Choate, Hall & Stewart LLP
- Headquarters: Boston
- No. of offices: 2
- No. of attorneys: 194
- No. of employees: 460
- Major practice areas: Finance & Restructuring, Intellectual Property, Litigation & Investigations, Private Equity, Wealth Management
- Revenue: $393.1 million (2026)
- Profit per equity partner: $4.32 million (2026)
- Date founded: 1899
- Founder: Charles F. Choate Jr., John Hall, Ralph A. Stewart
- Company type: LLP
- Website: www.choate.com

= Choate, Hall & Stewart =

American law firm

Choate Hall & Stewart LLP, commonly referred to as "Choate", is a Boston-based law firm. The firm was considered unique in retaining a one-office approach for over 120 years from its founding. As of 2026, the firm was expanding in New York.

==History==

Choate, Hall & Stewart was founded in 1899 by Charles F. Choate Jr. and John L. Hall, later joined by Ralph A. Stewart. Choate was the nephew of U.S. Ambassador Joseph Hodges Choate and William Gardner Choate, the founder of the Connecticut school Choate Rosemary Hall, and the grand-nephew of lawyer Rufus Choate, whose statue appears in the Suffolk County Courthouse in downtown Boston. Poet and future Librarian of Congress Archibald MacLeish practiced at the firm for three years in the early 1920s. The firm, and Charles F. Choate Jr., represented the United States Industrial Alcohol Company in its defense against litigation stemming from the Boston Molasses Disaster of 1919. Mr. Choate presented the company's case that the disaster had been caused by sabotage by anarchists.
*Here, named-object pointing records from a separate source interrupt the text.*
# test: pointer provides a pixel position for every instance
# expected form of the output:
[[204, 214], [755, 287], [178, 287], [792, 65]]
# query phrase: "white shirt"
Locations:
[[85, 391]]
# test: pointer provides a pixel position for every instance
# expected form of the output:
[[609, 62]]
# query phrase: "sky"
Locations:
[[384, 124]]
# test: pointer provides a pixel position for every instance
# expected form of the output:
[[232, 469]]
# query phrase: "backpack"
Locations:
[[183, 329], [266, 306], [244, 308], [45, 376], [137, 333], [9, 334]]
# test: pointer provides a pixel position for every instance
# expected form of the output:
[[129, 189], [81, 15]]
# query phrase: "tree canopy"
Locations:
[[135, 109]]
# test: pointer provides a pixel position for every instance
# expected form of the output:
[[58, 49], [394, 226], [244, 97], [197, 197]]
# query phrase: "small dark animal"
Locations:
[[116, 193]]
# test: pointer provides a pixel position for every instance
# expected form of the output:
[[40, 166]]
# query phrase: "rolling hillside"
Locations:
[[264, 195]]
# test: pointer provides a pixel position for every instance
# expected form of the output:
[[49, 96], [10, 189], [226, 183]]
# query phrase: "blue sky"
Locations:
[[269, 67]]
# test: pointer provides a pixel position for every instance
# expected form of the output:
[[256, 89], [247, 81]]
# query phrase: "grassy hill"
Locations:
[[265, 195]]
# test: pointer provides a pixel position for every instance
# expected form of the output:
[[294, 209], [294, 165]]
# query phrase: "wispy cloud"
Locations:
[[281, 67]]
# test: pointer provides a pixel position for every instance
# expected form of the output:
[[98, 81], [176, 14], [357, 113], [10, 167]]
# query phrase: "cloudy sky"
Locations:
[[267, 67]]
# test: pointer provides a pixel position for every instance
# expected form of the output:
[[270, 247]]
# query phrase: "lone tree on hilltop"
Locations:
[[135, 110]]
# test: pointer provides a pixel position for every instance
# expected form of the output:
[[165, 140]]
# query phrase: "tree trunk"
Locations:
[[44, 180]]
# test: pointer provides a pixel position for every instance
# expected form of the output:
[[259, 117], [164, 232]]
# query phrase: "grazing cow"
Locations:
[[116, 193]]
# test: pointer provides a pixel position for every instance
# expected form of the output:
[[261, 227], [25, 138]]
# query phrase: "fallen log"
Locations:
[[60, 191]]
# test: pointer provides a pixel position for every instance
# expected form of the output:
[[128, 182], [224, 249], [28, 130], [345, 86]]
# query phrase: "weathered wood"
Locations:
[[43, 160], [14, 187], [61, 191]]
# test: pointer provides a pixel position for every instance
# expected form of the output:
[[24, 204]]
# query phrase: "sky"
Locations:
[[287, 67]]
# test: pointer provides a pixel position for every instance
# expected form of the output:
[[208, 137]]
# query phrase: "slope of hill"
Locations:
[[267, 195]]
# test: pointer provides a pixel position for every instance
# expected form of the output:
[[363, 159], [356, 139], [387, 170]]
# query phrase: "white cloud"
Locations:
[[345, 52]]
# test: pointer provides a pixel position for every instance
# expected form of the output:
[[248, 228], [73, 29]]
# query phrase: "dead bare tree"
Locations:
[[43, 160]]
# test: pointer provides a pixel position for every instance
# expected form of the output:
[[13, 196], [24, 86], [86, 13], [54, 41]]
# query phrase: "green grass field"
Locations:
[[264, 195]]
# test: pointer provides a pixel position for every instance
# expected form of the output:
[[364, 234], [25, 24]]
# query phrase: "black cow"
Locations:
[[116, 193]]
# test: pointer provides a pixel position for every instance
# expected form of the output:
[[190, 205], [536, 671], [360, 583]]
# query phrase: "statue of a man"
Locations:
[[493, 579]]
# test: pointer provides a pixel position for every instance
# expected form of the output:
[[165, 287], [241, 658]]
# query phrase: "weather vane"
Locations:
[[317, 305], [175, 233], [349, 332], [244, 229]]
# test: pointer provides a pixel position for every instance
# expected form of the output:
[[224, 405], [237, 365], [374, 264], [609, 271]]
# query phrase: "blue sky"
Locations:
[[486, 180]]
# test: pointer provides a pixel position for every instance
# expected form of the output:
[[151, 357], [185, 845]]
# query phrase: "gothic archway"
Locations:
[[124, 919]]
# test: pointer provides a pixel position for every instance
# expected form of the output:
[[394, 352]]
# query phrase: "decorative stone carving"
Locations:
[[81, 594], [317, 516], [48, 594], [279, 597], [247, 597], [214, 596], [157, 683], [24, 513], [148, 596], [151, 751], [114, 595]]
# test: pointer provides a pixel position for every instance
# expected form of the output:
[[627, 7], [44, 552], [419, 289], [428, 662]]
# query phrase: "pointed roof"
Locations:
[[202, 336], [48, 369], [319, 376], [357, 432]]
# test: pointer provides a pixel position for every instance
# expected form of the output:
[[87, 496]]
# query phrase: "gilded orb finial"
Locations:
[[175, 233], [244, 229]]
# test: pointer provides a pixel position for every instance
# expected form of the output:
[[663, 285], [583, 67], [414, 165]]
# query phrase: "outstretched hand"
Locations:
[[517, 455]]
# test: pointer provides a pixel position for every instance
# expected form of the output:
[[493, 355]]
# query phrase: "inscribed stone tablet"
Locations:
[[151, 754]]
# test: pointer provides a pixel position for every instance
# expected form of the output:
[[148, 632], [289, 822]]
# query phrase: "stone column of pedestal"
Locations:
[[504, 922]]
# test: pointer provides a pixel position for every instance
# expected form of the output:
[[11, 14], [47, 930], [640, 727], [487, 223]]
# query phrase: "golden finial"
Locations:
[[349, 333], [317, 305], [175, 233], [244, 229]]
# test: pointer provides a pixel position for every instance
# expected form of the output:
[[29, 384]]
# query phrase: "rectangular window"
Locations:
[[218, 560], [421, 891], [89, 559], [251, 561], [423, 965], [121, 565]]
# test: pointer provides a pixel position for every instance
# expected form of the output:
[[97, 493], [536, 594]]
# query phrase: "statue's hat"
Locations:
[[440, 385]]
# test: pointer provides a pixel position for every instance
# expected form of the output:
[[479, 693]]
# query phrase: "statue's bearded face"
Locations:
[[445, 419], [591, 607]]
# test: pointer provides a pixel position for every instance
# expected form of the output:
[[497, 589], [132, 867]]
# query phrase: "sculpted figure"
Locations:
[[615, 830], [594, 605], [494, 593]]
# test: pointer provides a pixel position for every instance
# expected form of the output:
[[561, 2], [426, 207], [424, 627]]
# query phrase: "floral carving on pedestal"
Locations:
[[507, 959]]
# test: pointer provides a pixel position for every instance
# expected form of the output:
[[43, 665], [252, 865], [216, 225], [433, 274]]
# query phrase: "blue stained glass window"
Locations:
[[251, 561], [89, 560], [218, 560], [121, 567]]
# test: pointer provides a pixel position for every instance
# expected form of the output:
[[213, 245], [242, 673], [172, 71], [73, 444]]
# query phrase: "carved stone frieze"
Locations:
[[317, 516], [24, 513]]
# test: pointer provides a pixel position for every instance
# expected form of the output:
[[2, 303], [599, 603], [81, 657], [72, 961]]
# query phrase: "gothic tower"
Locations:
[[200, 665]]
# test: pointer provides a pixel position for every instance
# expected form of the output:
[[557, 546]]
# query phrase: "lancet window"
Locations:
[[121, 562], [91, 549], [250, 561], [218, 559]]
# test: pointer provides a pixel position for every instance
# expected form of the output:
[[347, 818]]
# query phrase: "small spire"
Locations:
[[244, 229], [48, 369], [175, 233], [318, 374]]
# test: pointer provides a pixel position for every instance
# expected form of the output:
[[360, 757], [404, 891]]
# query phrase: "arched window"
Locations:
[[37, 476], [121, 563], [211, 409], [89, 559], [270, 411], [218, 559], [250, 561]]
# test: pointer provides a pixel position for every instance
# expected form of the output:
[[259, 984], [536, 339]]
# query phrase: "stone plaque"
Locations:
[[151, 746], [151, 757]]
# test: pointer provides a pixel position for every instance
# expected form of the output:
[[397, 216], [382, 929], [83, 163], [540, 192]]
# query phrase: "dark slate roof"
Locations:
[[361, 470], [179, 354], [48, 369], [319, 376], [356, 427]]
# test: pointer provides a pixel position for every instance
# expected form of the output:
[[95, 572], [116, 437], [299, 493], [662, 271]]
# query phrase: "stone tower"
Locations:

The firm long held the reputation as one of the most genteel of the "Boston Brahmin" white shoe firms. In 2005, the firm hired a number of attorneys fleeing the collapse of Testa, Hurwitz & Thibeault, a firm with many Jewish and Catholic members that focused on business and venture capital, giving Choate an immediate presence in the life sciences and technology fields.

In 2018, Choate, Hall & Stewart joined other national law firms in raising salaries for first-year associates. In 2019, The Vault named Choate one of the top ten law firms to work for in the United States. That same year, the Firm's summer associate program was ranked number seven in the country. In 2025, Choate was ranked as the number 1 summer associate program by The American Lawyer.

In 2019, Choate, Hall & Stewart represented Dennis Publishing in their acquisition of Kiplinger Washington Editors Inc. During the same year, the firm acted as legal counsel for Phoenix Tower International during its purchase of telecommunication assets in the Dominican Republic.

Choate, Hall & Stewart has long engaged in the practice, common only among Boston law firms, of serving as an investment broker, particularly in the 21st century. The firm’s money management affiliate goes by the name of Choate Investment Advisors. In 2023, several wealth management partners joined Choate Investment Advisors from Boston-based law firm Ropes and Gray, bringing trusts controlling more than $2 billion to Choate. Six months later, it acquired the 8 person investment firm Lowell Blake & Associates.